At it's heart there's a really good game here if you look hard enough. The new physics engine is very cool, I like the RPG style levelling up system they have in place, and despite all it's flaws I do enjoy playing it, but it could have been so much more. It really is buggier than an autum holiday by a scottish loch - as I say 3 times per session is the average for restarting a level due to a bug in the game. maybe I just explore the maps more than their testers did, but I find that hard to believe since I'm rubbish at finding all those holocrons you get bonuses for finding so I don't think it's that.
There really is a lot to be had out of this game and it does have so much potential that if they'd lost their obsession with jumping puzzles, quicktime events and remembered that a lightsabre is a Jedi's/Sith's main weapon, oh and perhaps tested it! If I can find this many problems without trying then their testing department should be wither sacked, or listened to my senor management. If all that was done you really would have had a great game. I wonder if many of these problems come from the designers both being too close to their own game to see the flaws and from testing it on a PC rather than on the Xbox. It really does have that feel as if how I'm playing it isn't how it's supposed to be played. I feel that like Spore this works better as a technology demonstration than as a full game in its own right.
All of that I could cope with if there was feedback to tell me where I'm going wrong, but for all the work they've clearly put into the physics engine, they seem to have put next to sod all emphasis on the actual gameplay itself and what makes pretending to be a sith warrior fun.
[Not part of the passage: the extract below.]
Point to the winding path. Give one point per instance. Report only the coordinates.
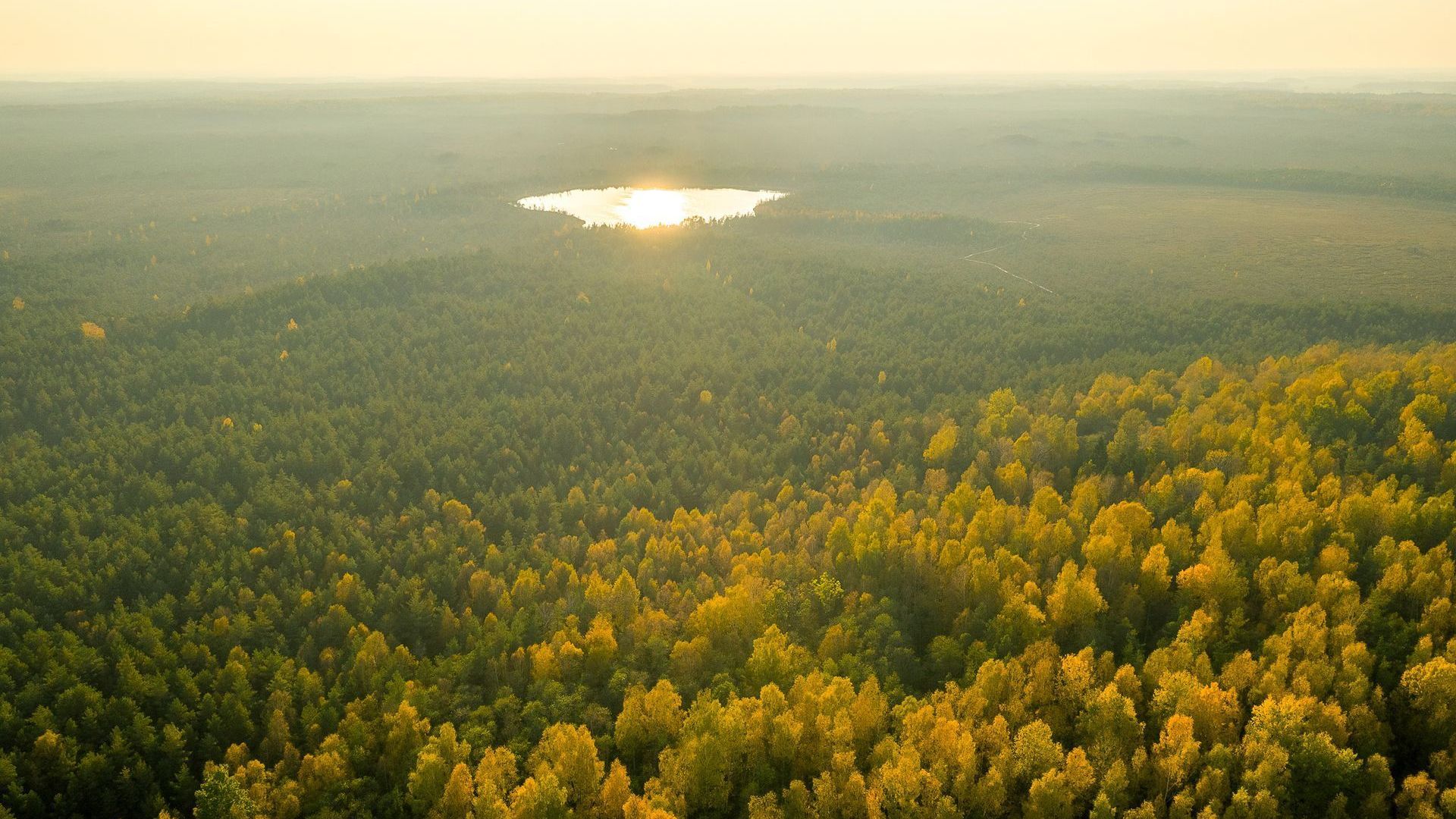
(1030, 228)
Oh and will someone please tell Lucasarts to lose their obsession with the Star Wars franchise. There are plenty of stories that would allow you to have warrior wizards combined with cool technology - especially if you wrote one for yourself. I can see why they are trying to milk more money out of star wars, I just wish that with this game that doesn't sit well with the rest of the Star Wars canon they'd have shown some inventiveness. Thus follows my commandments to Lucas Arts:
  • Do something other than Star Wars
  • Test your game on all the platforms you release it for - ideally with people who are rubbish at the game
  • Learn that quicktime events aren't fun - I have Rock Band/guitar hero for pattern matching games and they do it much better than you ever could
  • Realise that jumping puzzles don't work for console gamers; at best they're a distraction from the main game, at worst they make me long for a dictionary of swear words so I can learn some new ones to hurl at the computer.
  • Fix the auto-target algorithm to prioritise based upon enemy threat/HP level
  • If you're going to have a camera algorithm that will happily re-orient itself mid battle, try and make it re-orient itself onto enemies that are alive and a threat to you and more of a threat than the one you're currently attacking.
  • When writing your storyline, get a 5 year old to read it. If he thinks it's corny and has poor dialogue, then give serious thought to re-working it. Either that or embrace the fact that is a corny story and therefore not the strongest part of the game so don't make such a big deal of it.
  • I will admit the Imperial March is one of the coolest bits of music ever written, however this isn't a reason to use it for 1/2 of the soundtrack. Write something new!